Who will win Extensions vs Plugins?

Hello everyone,

This is a lighthearted question which has occupied my mind perhaps a little too long and I want to squash it & move on with my life.

  • Why do sometimes we refer to SketchUp tools as Extensions & other times as Plugins?

  • Which one do you use and why you like it best?

Choose the winner…

  • Extensions
  • Plugins

0 voters

Note: this is meant to be silly & fun so don’t get too serious.

(I tagged this in the “Corner Bar” category, I hope you don’t mind.) I use “extension” when writing or speaking formally, because that is the term used by SketchUp’s user interface. I often think “plugin” to myself, however. :slight_smile:

3 Likes

I hadn’t really thought about it, but I guess I carried the term “plugins” with me from other software instead of what the SU developers officially call them.

1 Like

Yep the same, mainly Photoshop and After Effects etc.

1 Like

In SketchUp, Plugins is the old name. There was a Plugins Menu in SketchUp 8. I don’t remember when it changed, but it’s now Extensions. There’s still some traces of this with the folder still called Plugins and the menu is still called Plugins in the Ruby API for backward compatibility.

I use both words depending on what I feel like.

2 Likes

an Extension is a plugin that creates a SketchupExtension object…

otherwise it’s just a plugin if loaded as a file or a script if run from Ruby Console…

a .rbz may be either…

john

3 Likes

Sounds like this is a “rose by any other name” topic.

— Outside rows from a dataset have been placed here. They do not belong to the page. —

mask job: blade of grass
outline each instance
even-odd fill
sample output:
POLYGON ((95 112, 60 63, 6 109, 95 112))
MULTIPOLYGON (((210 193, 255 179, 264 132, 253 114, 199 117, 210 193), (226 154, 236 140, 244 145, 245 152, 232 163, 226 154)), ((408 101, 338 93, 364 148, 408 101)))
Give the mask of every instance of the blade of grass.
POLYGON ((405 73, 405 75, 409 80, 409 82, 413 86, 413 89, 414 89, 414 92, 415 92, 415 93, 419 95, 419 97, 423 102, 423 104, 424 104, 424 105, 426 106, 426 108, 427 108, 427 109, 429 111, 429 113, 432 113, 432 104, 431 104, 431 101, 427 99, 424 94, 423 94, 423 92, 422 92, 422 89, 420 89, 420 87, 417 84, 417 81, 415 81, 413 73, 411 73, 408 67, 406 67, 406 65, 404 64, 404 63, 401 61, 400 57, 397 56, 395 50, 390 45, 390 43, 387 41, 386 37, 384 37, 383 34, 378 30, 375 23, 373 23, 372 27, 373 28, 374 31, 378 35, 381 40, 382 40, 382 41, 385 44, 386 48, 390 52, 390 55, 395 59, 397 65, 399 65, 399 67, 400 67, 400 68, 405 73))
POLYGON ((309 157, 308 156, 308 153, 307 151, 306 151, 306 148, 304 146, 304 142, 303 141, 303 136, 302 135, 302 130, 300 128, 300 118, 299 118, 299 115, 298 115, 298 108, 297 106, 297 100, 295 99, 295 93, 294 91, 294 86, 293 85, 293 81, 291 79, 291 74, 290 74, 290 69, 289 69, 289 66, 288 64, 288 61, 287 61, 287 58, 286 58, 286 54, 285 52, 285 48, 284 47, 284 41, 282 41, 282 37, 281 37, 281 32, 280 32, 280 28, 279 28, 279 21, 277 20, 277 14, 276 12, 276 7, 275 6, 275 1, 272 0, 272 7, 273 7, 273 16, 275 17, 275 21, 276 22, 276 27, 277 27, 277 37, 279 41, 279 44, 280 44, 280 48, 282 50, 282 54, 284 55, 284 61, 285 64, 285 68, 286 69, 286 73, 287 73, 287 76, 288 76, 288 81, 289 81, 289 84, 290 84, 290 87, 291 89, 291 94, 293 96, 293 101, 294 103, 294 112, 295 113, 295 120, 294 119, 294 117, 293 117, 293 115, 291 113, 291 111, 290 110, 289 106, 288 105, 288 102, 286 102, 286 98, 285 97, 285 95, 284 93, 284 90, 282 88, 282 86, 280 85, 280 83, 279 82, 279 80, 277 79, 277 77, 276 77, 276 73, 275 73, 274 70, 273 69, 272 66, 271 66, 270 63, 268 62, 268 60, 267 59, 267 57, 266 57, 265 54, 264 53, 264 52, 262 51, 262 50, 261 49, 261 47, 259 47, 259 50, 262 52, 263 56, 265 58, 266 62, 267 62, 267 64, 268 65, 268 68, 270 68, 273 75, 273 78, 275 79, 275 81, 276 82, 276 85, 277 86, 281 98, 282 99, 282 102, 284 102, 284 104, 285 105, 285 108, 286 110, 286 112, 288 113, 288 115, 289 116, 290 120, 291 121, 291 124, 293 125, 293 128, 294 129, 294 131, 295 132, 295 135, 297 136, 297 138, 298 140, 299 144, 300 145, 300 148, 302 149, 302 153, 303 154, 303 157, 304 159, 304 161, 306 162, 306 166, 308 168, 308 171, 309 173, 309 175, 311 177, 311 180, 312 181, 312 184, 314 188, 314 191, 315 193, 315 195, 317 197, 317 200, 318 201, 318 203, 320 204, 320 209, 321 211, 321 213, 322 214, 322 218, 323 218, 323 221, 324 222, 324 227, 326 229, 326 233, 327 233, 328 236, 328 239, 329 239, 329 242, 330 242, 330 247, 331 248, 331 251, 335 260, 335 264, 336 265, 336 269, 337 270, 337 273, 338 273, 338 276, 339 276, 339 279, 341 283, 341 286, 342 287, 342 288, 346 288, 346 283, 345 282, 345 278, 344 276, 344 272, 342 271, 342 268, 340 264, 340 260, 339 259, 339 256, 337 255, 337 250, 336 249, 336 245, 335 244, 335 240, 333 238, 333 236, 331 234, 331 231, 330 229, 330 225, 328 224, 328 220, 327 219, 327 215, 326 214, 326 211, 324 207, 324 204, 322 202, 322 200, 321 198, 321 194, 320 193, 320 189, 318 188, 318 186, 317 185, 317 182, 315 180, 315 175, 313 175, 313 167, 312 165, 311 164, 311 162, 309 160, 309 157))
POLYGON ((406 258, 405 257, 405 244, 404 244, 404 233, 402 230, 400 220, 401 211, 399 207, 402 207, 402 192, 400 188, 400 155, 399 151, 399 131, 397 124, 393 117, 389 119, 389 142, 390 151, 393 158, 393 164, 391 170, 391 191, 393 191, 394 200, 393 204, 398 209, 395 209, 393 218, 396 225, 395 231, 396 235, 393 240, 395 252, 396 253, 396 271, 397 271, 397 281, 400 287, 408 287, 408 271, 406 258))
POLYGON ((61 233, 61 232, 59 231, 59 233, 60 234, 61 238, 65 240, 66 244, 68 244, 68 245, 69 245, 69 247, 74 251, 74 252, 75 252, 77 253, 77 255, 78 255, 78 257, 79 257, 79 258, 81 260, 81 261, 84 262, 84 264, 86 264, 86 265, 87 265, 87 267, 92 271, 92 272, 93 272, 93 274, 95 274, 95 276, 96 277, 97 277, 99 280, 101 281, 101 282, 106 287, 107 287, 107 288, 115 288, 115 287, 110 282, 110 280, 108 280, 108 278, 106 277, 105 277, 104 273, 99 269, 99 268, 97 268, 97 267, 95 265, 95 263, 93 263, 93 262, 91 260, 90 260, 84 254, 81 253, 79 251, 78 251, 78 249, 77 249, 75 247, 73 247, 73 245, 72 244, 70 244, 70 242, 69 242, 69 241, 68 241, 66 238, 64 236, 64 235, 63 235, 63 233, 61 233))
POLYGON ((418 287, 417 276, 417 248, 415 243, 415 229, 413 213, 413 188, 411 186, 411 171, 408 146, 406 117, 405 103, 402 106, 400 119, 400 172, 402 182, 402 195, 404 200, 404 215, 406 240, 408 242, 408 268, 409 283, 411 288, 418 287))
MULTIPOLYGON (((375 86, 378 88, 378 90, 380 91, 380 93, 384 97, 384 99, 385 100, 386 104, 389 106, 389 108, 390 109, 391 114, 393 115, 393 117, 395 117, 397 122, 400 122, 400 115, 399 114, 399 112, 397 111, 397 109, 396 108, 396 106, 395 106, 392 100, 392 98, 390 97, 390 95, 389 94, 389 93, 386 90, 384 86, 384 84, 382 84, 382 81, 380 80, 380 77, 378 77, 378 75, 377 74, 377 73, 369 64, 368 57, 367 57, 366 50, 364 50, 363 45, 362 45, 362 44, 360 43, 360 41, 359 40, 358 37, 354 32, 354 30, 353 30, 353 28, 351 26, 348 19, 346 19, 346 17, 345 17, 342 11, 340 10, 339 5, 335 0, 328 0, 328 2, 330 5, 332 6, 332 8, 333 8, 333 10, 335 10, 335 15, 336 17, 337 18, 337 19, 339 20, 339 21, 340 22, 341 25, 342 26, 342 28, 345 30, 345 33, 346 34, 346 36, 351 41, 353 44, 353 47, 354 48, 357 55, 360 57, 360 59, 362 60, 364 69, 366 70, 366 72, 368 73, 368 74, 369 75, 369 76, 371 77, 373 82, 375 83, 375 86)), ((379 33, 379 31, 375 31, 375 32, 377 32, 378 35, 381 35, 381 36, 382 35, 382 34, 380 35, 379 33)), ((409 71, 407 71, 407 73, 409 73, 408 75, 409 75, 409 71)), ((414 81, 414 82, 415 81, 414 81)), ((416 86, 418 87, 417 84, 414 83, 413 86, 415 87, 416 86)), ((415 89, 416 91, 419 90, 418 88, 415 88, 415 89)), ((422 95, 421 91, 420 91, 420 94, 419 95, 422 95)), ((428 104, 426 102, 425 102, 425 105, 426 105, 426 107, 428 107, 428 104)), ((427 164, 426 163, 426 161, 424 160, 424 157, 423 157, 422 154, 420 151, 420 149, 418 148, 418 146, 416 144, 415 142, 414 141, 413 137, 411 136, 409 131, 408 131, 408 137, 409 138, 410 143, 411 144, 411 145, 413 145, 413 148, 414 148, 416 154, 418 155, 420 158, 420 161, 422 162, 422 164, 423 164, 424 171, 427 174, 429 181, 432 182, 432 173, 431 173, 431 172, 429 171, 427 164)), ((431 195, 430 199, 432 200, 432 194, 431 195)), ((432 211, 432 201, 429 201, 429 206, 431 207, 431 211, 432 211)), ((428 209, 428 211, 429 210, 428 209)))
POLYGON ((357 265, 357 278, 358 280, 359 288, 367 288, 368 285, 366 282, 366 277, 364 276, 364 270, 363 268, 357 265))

As a limey with Anglo-Saxon heritage, I would always prefer a simple short word to a pretentious longer one. Like “pretentious”. But that’s just me!

Plugin gets my vote.

2 Likes

It does? When viewing the results of the poll, it shows each vote. I don’t see ANY vote from you! :stuck_out_tongue_winking_eye:

1 Like

hmm. The nomenclature suggests to me that one is a third party creation that works within the program to some ambiguous degree and one is an officially approved addition meeting some standards set by the program administrators.
I’m not familiar enough with either to even know how they compete.

1 Like

Technically they are different things. Extensions are a subset of plugins, meaning every extension is a plugin but not every plugin is an extension.

Any Ruby file loaded into SketchUp could be a plugin but an extension needs a certain loader script, that tells SketchUp of the extension metadata such as author and description. An extension must have all its other files in single directory, by the same name as the loader script, otherwise it is not a valid extension. Other plugins sometimes have all their support files directly in the plugin folder, making it hard to fully uninstall them as you may not know what plugin a certain file belongs to, and risking clashes in case multiple plugins have support files by the same name.

6 Likes

Does this explain an essential difference between extensions in the EW and “extensions” obtained from other sources like Sketchucation? In short, anything on the EW is an extension whereas others may be plugins or extensions?

Not a rose by any other name then.

1 Like

No, there are extensions and plugins in both places and others.

1 Like

Everything in Extension Warehouse is an extension. Non-extensions don’t pass the requirements. SketchUcation and other sources can have any kind of plugins, but it seems most developers nowadays make their plugins extensions.

1 Like

You can see how Bears of Very Little Brain can get confused!

Looks like the answer to the OP is “It’s a draw with both contestants out for the count!”.

1 Like

No doubt everything has been classes and passed to be called an extension, because it is the extension warehouse after all. But I’m pretty sure there are ‘extensions’ there that are ‘plugins’ elsewhere.
However you are quite correct in that you’ll only get Extensions from the Ewarehouse but can get both from Sketchucation.

1 Like

Every extension is a plugin.

1 Like

This is a “rectangle vs square” situation. Every extension is a plugin, but not every plugin is an extension.

Plugin is the (older) generic term for Ruby code that SketchUp automatically loads as it starts.

Extension is the (newer) more specific term for a plugin that is structured in a particular way using some classes and mechanisms that were created long after plugins were added to SketchUp.

These mechanisms help SketchUp to manage the plugin code. For example, SketchUp can enable and disable extensions without any changes to the files involved. It can embed security signatures and loading policies that reduce the risk of tampering. An extension has author and similar information that can be presented in the SketchUp Extension Manager. All plugins from the Trimble Extension Warehouse are extensions (required for approval there).

For simple plugins, the equivalent (again older) technique to disable a plugin is to rename the Ruby file to something that the SketchUp loader will not recognize as valid Ruby code, e.g by changing the file extension to .rb!. A generic plugin has none of the extra information used by the Extension Manager.

3 Likes

A bit of a “meta” perspective here:

I voted for “Extension” because, conceptually, Ruby code - whether packaged in a way acceptable for the Extension Warehouse or not - extends the functionality of SketchUp. “Plugin” just doesn’t connote that - at least to me!

1 Like

Plugins are like bell bottom jeans.

1 Like

This topic was automatically closed 91 days after the last reply. New replies are no longer allowed.